BBC stalwart Butler died in his sleep on Thursday, during a charity trek in Peru.
Former Wales playmaker Davies tweeted: “Totally devastated with the news about Eddie.
“Lost a charming man and a great friend. My thoughts are with Sue and all the children.”
Butler starred in Pontypool’s back-row in the 1970s and captained the side between 1982 and 1985.
His Test debut came in January 1980 when Wales defeated France 18-9 in the Five Nations. He retired from international rugby in 1985 aged 27.
After working as a teacher in Cheltenham for three years, Butler joined Radio Wales as a press and publicity officer in 1984.
He returned to BBC Wales in 1990 after launching a newspaper journalism career with the Sunday Correspondent, followed by stints with the Observer and the Guardian.
The accomplished broadcaster’s poetic poise and lilt lent itself in later years to colourful voice-over pieces, often delivered on Olympics duty.
Moore lamented the loss of an “iconic” voice in sports broadcasting and a “very dear friend”.
“Ed, I’m sorry I never told you how much I admired you as a broadcaster and as a man,” he tweeted. “Well, it wasn’t like that between us, was it.
“Condolences to Sue and your family. Sport has lost an iconic voice. I have lost a very dear friend. Goodbye Edward.”
Television presenter Gabby Logan, who fronts the BBC’s Six Nations coverage, added: “Eddie was a wonderful broadcaster, the kindest man and such great company.
“Many of us who worked with him are heartbroken.”
Tributes were also paid by Wales’ politicians, with First Minister Mark Drakeford tweeting: “Extremely sad to hear of Eddie’s passing.
“Eddie was an incredible player and a supremely talented broadcaster. Wales will miss him terribly.”
Butler had, in recent years, been a vocal supporter of Welsh independence, addressing crowds at a march in Merthyr Tydfil in 2019.
Plaid Cymru leader Adam Price praised Butler’s “lyricism and humanity” and said people would be marching for the former British and Irish Lion at a forthcoming independence rally in Cardiff.
“Eddie Butler was the most special man – a voice whose lyricism and humanity resonated across the nation, the generations, the world,” tweeted Price.

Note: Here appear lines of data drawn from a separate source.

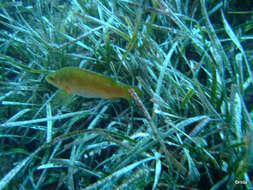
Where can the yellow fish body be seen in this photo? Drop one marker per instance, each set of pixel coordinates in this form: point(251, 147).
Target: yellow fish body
point(89, 84)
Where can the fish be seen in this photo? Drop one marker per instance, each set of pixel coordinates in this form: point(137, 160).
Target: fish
point(90, 84)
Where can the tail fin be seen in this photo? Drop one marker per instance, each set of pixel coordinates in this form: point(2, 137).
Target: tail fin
point(137, 90)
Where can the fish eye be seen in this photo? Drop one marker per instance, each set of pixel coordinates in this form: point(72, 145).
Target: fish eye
point(50, 78)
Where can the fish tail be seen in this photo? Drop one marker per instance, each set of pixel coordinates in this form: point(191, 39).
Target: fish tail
point(137, 90)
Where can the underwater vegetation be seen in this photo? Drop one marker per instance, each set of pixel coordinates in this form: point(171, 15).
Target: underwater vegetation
point(159, 94)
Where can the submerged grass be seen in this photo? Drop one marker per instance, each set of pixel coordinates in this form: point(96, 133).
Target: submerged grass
point(191, 129)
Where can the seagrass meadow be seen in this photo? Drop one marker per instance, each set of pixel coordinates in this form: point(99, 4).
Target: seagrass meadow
point(189, 128)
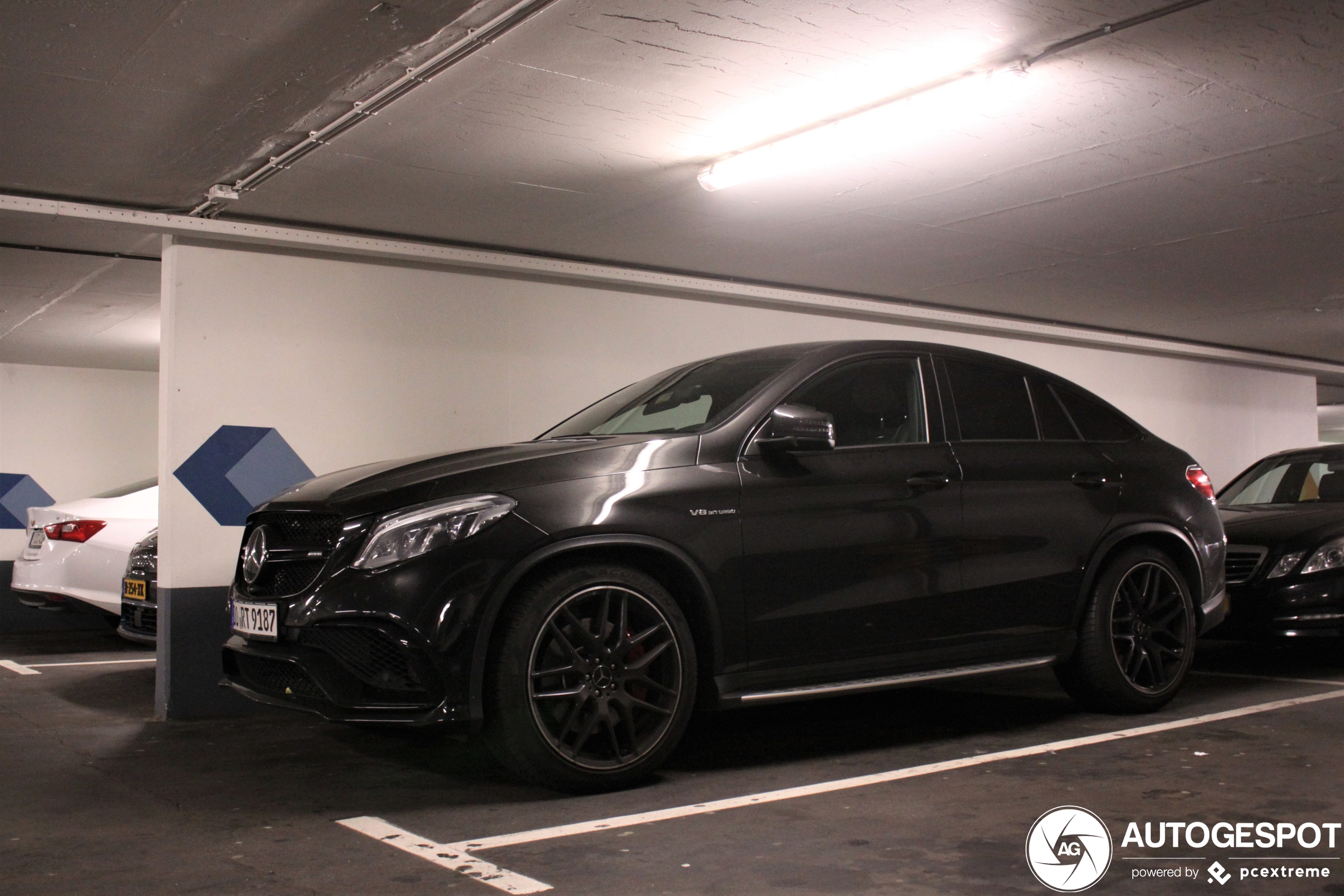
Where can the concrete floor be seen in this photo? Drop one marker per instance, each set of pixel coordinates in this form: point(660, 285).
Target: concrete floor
point(96, 797)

“We have lost one of the greats. Thinking of Eddie’s family and the many others who loved him. Come October 1 Eddie Mawr (Big Eddie) we’ll march for you.”
Former Wales captain Sam Warburton paid tribute to Butler’s “amazing contribution” to sport and journalism.
“Stunned at the news and passing of Eddie Butler,” said Warburton. “Thoughts with his family. What an amazing contribution to rugby and broadcasting.
“A privilege to have played and co-commentated with his voice. RIP Eddie.”
World Rugby chairman and Grand Slam-winning England captain Sir Bill Beaumont hailed Butler’s peerless commentary brilliance.
“Eddie Butler was a true commentary great – the recognisable voice of the sport to millions and unrivalled in his storytelling behind the mic,” Beaumont tweeted.
“Captain of Wales and a superb player, he was also a true gentleman. I am deeply shocked. My thoughts are with his family and BBC colleagues.”